Their findings, part of the largest genome wide study, were published in two papers today in the journal Nature.
By analyzing genetic samples for over half a million individuals as part of the GIANT research project, which aims to identify genes that regulate human body and size, researchers found more than 100 locations across the genome that play roles in various obesity traits.
Learning more about the genes and biological processes may guide the development of weight-loss therapies, and help doctors tailor the health advice they give to patients.
"Our work clearly shows that predisposition to obesity and increased body mass index is not due to a single gene or genetic change," says senior study author Elizabeth Speliotes, M.D., Ph.D., M.P.H, assistant professor of internal medicine and computational medicine and bioinformatics at the University of Michigan Health System.
"The large number of genes makes it less likely that one solution to beat obesity will work for everyone and opens the door to possible ways we could use genetic clues to help defeat obesity," she says.
Speliotes and colleagues investigated the genetic basis of body mass index (BMI), a common measure of overall obesity, in up to 339,224 individuals.
Across the genome, which is the full set of a person's genes, they found 97 sites associated with obesity. The number triples the number of previously known regions.
Once better understood, these genetic mechanisms may not only help to explain why not all of those who are obese develop related metabolic diseases, such as type 2 diabetes and high cholesterol, but could lead to possible ways to treat obesity or prevent metabolic diseases in those who are already obese.
"Presently we have no way of knowing if obese individuals will develop these obesity-related metabolic diseases and if so which ones," says Speliotes, who is also a gastroenterologist at the U-M Health System. "We envision using these genetic markers to help doctors decide which treatments would work best to keep patients healthy."
A cross-campus group of faculty and staff from the University of Michigan's Department of Human Genetics, Department of Epidemiology, Kidney Epidemiology and Cost Center, Center for Statistical Genetics, Department of Biostatics, Department of Internal Medicine, Department of Computational Medicine and Bioinformatics and the Institute for Social Research contributed to the papers.

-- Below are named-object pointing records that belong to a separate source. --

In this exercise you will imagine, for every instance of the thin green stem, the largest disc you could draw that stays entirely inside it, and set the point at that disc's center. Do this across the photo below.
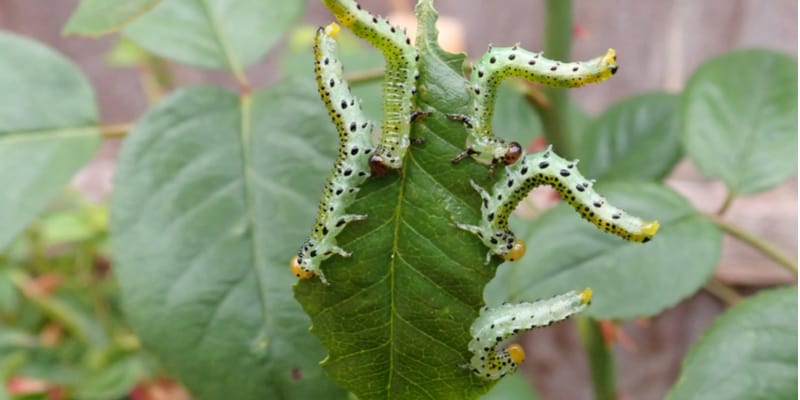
(557, 46)
(725, 204)
(758, 243)
(723, 292)
(601, 360)
(115, 130)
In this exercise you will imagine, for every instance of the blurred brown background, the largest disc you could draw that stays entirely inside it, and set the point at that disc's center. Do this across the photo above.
(659, 44)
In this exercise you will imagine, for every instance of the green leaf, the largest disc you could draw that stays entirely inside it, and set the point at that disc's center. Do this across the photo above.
(740, 119)
(100, 17)
(515, 118)
(515, 387)
(750, 352)
(628, 279)
(212, 191)
(112, 381)
(219, 34)
(395, 318)
(48, 122)
(636, 138)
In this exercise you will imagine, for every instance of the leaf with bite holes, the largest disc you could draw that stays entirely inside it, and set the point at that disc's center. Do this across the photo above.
(395, 318)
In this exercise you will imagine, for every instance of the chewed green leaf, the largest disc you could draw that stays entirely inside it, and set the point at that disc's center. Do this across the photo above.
(100, 17)
(568, 253)
(48, 120)
(219, 34)
(750, 352)
(395, 318)
(207, 206)
(740, 119)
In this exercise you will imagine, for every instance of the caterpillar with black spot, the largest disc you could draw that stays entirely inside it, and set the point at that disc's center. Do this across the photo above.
(399, 84)
(350, 169)
(499, 64)
(547, 168)
(496, 324)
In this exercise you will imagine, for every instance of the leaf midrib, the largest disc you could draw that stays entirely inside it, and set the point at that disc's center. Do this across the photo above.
(245, 105)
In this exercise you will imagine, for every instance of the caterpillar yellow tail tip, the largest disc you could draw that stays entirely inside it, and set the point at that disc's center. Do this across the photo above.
(586, 296)
(516, 353)
(650, 228)
(332, 29)
(298, 271)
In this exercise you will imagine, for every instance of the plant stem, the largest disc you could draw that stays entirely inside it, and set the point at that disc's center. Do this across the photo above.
(725, 204)
(723, 292)
(765, 247)
(557, 46)
(601, 360)
(115, 130)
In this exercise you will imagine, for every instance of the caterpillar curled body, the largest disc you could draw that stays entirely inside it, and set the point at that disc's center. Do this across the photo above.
(547, 168)
(494, 325)
(399, 84)
(351, 167)
(499, 64)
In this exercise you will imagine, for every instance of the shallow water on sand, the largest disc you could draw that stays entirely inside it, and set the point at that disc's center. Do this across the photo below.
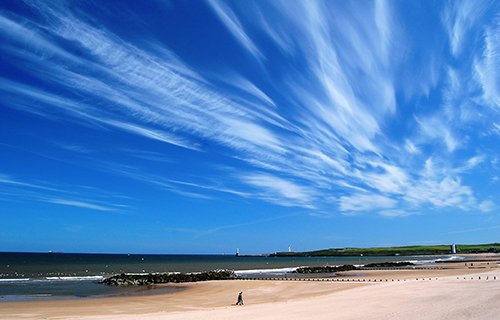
(43, 276)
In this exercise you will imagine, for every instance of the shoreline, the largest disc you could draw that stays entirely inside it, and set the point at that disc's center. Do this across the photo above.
(215, 298)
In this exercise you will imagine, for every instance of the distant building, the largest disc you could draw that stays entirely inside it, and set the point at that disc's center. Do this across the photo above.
(453, 248)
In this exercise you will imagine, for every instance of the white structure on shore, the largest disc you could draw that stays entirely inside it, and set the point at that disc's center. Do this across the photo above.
(453, 248)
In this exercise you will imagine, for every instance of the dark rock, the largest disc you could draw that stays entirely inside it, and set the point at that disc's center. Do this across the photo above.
(156, 278)
(325, 269)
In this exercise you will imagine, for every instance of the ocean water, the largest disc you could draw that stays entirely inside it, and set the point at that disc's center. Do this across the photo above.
(42, 276)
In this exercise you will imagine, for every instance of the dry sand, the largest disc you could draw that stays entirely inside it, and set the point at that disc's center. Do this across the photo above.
(437, 294)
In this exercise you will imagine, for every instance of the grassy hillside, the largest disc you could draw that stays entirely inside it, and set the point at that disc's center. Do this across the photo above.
(403, 251)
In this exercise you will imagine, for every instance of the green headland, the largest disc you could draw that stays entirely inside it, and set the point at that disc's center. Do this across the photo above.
(394, 251)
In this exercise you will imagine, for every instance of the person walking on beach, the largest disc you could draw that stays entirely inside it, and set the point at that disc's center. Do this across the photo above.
(240, 299)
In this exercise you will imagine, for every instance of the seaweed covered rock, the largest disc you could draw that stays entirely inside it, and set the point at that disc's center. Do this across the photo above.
(389, 264)
(325, 269)
(125, 279)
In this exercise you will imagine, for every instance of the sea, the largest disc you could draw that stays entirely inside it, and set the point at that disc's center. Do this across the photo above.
(52, 276)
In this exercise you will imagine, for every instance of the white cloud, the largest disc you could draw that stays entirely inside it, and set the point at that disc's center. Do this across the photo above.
(488, 65)
(445, 192)
(81, 204)
(459, 17)
(279, 188)
(435, 128)
(394, 213)
(233, 24)
(365, 202)
(487, 206)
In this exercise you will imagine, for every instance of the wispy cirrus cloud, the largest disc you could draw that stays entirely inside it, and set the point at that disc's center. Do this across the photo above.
(319, 128)
(233, 24)
(79, 197)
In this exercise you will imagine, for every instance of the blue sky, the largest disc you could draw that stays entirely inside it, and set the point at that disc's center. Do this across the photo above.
(202, 126)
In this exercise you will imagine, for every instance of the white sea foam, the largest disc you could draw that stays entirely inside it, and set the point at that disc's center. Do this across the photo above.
(15, 280)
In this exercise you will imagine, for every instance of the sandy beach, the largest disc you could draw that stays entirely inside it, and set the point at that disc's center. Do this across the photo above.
(457, 292)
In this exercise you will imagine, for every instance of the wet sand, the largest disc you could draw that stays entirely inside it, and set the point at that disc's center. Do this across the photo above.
(457, 292)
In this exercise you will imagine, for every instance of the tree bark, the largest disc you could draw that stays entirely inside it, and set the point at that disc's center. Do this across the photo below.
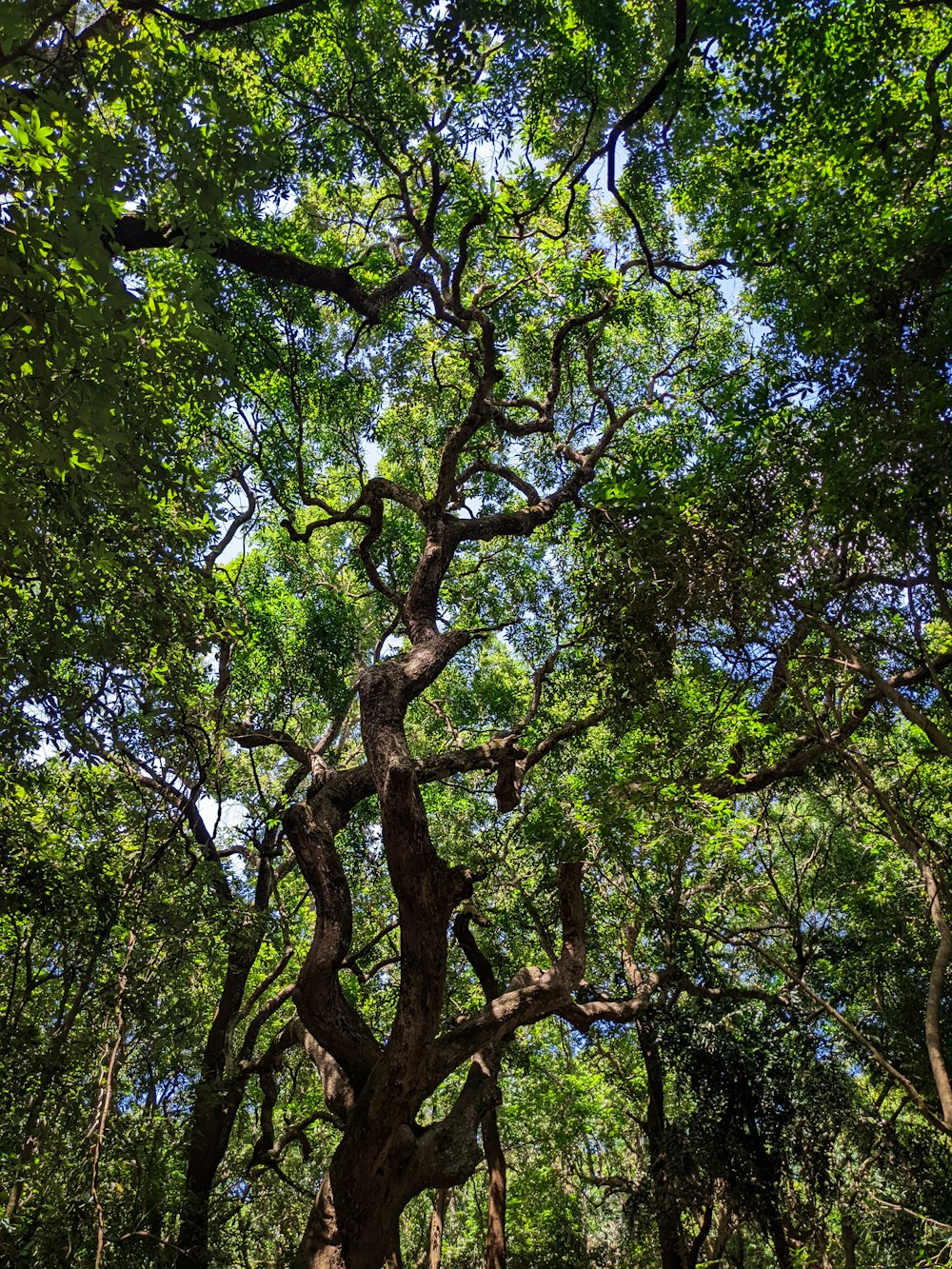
(495, 1214)
(668, 1218)
(434, 1244)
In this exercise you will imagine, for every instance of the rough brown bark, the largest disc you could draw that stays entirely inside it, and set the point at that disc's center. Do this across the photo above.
(495, 1206)
(434, 1242)
(668, 1218)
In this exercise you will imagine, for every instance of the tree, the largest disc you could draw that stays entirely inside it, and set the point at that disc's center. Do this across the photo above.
(536, 557)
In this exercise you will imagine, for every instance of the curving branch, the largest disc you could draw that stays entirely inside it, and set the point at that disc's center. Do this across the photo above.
(135, 233)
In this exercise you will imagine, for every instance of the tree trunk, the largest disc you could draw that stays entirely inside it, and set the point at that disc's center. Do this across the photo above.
(434, 1244)
(495, 1215)
(668, 1218)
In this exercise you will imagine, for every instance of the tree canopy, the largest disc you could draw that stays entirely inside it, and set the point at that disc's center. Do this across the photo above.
(476, 504)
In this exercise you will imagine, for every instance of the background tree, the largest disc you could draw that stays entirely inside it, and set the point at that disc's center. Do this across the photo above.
(559, 613)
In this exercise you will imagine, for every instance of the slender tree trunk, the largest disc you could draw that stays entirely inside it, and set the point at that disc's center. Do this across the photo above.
(217, 1093)
(495, 1215)
(668, 1218)
(848, 1235)
(434, 1246)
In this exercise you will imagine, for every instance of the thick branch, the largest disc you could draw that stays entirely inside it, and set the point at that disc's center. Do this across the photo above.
(133, 233)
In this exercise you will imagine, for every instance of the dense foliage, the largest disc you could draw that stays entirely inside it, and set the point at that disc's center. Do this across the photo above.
(476, 506)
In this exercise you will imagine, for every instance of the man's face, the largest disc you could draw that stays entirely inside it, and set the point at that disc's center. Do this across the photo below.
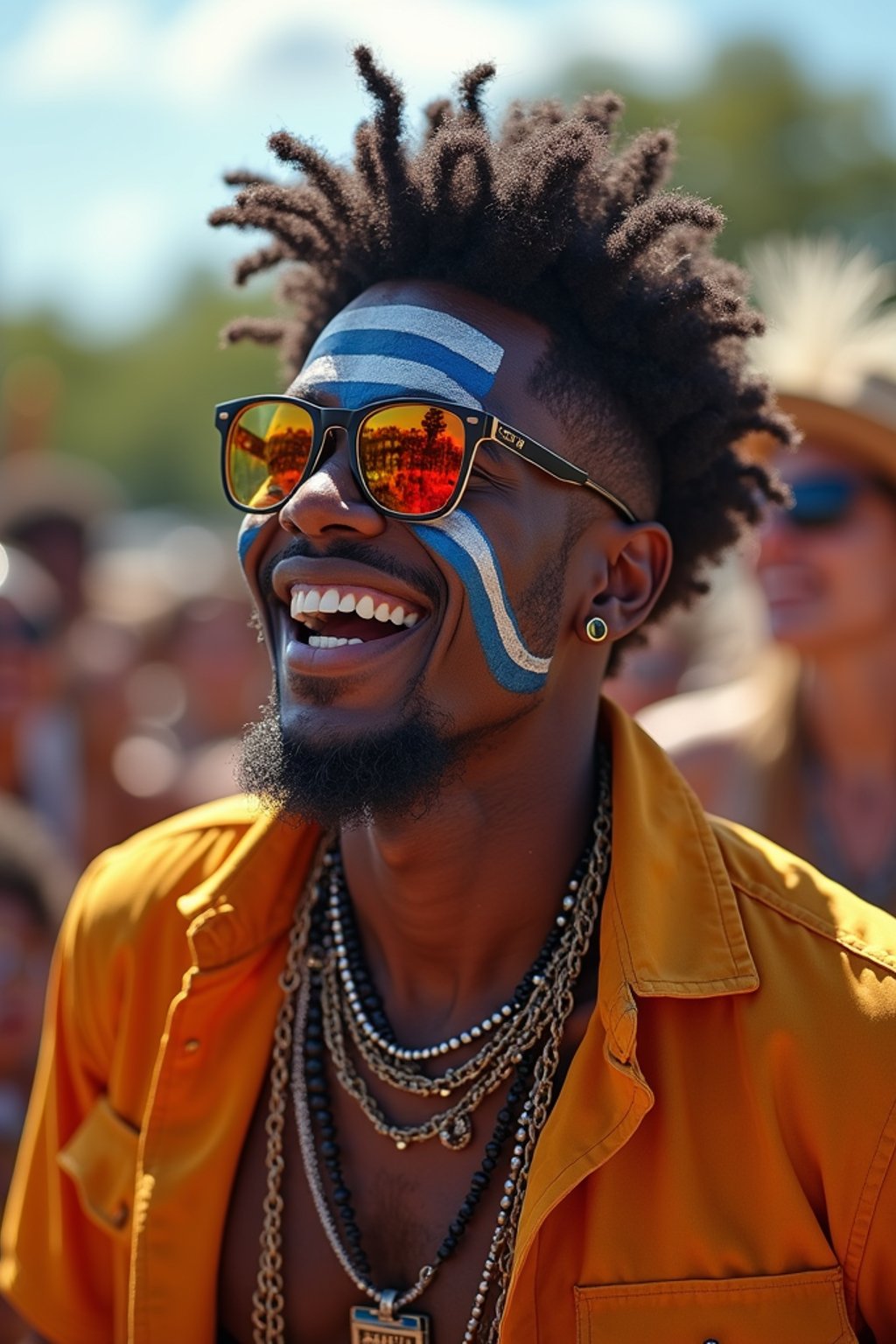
(416, 639)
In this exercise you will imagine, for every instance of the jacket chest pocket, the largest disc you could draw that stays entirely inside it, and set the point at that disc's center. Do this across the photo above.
(798, 1308)
(101, 1158)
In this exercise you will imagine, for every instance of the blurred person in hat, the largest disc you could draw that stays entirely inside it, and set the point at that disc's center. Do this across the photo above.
(35, 883)
(805, 749)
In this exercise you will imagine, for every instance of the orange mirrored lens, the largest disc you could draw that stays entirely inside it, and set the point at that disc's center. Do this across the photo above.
(268, 449)
(411, 458)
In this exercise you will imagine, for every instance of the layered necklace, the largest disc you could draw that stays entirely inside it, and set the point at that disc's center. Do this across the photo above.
(331, 1013)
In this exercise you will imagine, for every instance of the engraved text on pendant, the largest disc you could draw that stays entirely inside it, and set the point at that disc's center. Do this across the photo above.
(368, 1326)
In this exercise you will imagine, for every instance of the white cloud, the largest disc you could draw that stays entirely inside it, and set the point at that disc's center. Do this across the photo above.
(211, 54)
(77, 46)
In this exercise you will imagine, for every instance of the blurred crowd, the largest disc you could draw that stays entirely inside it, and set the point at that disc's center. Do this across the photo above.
(128, 671)
(127, 675)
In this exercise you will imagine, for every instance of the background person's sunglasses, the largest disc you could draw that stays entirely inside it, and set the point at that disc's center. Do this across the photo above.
(821, 500)
(410, 458)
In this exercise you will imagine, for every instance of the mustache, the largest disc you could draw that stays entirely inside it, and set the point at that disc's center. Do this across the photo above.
(361, 553)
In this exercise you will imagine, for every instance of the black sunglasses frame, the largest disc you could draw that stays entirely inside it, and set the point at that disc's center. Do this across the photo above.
(479, 426)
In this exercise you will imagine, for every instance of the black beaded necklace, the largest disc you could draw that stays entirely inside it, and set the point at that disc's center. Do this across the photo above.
(326, 1145)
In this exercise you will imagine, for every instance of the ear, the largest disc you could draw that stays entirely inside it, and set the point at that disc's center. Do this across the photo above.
(630, 566)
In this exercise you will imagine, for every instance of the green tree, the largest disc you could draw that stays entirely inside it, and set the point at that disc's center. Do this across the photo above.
(770, 145)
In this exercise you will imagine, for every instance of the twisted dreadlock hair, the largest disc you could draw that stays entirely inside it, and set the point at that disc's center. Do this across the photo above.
(551, 220)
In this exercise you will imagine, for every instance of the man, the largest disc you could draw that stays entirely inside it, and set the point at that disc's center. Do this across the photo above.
(803, 749)
(504, 1037)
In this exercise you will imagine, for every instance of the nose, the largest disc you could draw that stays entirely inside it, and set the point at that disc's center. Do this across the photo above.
(329, 500)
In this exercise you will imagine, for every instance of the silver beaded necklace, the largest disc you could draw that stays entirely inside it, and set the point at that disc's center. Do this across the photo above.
(386, 1321)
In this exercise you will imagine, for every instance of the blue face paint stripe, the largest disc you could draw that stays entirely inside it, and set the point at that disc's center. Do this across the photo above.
(399, 346)
(248, 536)
(434, 326)
(462, 544)
(340, 371)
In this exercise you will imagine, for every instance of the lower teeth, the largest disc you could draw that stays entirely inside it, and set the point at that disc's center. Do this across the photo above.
(328, 641)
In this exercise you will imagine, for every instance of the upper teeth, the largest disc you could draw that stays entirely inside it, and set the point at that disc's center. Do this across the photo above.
(309, 601)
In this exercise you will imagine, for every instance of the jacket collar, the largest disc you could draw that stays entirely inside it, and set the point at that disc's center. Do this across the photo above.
(250, 895)
(670, 920)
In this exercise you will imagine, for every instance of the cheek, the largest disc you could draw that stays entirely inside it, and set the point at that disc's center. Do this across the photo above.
(459, 542)
(250, 533)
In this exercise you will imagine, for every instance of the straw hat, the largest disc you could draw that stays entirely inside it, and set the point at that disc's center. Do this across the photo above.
(830, 344)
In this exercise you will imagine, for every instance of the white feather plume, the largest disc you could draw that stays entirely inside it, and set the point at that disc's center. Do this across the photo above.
(830, 327)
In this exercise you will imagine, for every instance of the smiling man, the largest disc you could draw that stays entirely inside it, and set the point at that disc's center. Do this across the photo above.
(477, 1028)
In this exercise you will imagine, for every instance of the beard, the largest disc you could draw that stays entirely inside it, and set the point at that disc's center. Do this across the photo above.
(394, 773)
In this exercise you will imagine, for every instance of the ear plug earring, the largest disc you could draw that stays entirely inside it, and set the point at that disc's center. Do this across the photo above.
(597, 629)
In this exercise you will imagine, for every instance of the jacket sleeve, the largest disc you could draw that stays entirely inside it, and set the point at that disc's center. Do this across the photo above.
(873, 1242)
(65, 1234)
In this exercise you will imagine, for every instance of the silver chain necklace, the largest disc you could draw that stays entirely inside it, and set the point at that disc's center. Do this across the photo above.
(384, 1323)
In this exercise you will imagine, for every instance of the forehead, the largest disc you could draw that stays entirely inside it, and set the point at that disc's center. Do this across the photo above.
(815, 458)
(413, 338)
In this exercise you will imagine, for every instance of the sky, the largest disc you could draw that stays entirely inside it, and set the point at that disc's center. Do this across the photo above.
(118, 116)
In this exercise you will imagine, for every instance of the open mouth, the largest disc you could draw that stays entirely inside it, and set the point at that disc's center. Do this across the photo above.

Researchers from various institutions are increasingly bringing troves of DNA sequences into huge gene banks in hopes of tackling diseases. The international GIANT consortium is already reaping the benefits of big data sets with papers on new variants linked to BMI and a companion paper in today's Nature on waist-to-hip circumference ratio.
The analyses of genetic link to BMI indicate that the central nervous system has a role in obesity susceptibility, including a pathway that responds to changes in feeding and fasting and that is thought to be targeted by an FDA-approved weight-loss drug.
"Using novel computational methods, we have pointed to new biological pathways that act in the brain to regulate overall obesity, and also to a different set of pathways related to fat distribution that regulate key metabolic processes," says senior author Joel Hirschhorn, M.D., Ph.D., Concordia professor of pediatrics and professor of genetics at Boston Children's Hospital and Harvard Medical School, and co-director of the Broad Institute Metabolism Program.
The researchers note that while some genes involved in obesity could already have been implicated in other aspects of human health, others could be part of pathways that are not yet understood. A better understanding of their functions related to body fat and obesity could provide a better picture of the roles these genes play in a variety of diseases.
"Finding the genes that increase risk of obesity is only the end of the beginning," says senior author Ruth Loos, Ph.D., professor of preventive medicine at Mt. Sinai Hospital, and director of the Genetics of Obesity and related Metabolic Traits Program in the Charles Bronfman Institute for Personalized Medicine.
"A major challenge now is learning about the function of these genetic variations and how they indeed increase people's susceptibility to gain weight," Loos says. "This will be the critical next step, which will require input from scientists with a range of expertise, before our new findings can be used towards targeted obesity prevention or treatment strategies."
Belly fat key to health risk
In a companion study, an analysis of 224,459 individuals helped identify 49 sites in the genome associated with waist-to-hip ratio -- a measure of body fat distribution. People with waistlines larger than hip circumferences have more belly fat surrounding their abdominal organs.
Accumulation of fat, especially around the stomach, increases the risk of cardiovascular and metabolic diseases.
Some sites display stronger effects in women than men, demonstrating that genetic regulation of body fat distribution varies between the sexes.
"We need to know these genetic locations because different fat depots pose different health risks," says Karen Mohlke, Ph.D., professor of genetics at the University of North Carolina School of Medicine and a senior author on the paper that examined waist-to-hip ratio of fat distribution.
"If we can figure out which genes influence where fat is deposited, it could help us understand the biology that leads to various health conditions, such as insulin resistance/diabetes, metabolic syndrome, and heart disease."
Financial support for the international collaboration was provided in part by the National Institutes of Health and Wellcome Trust UK.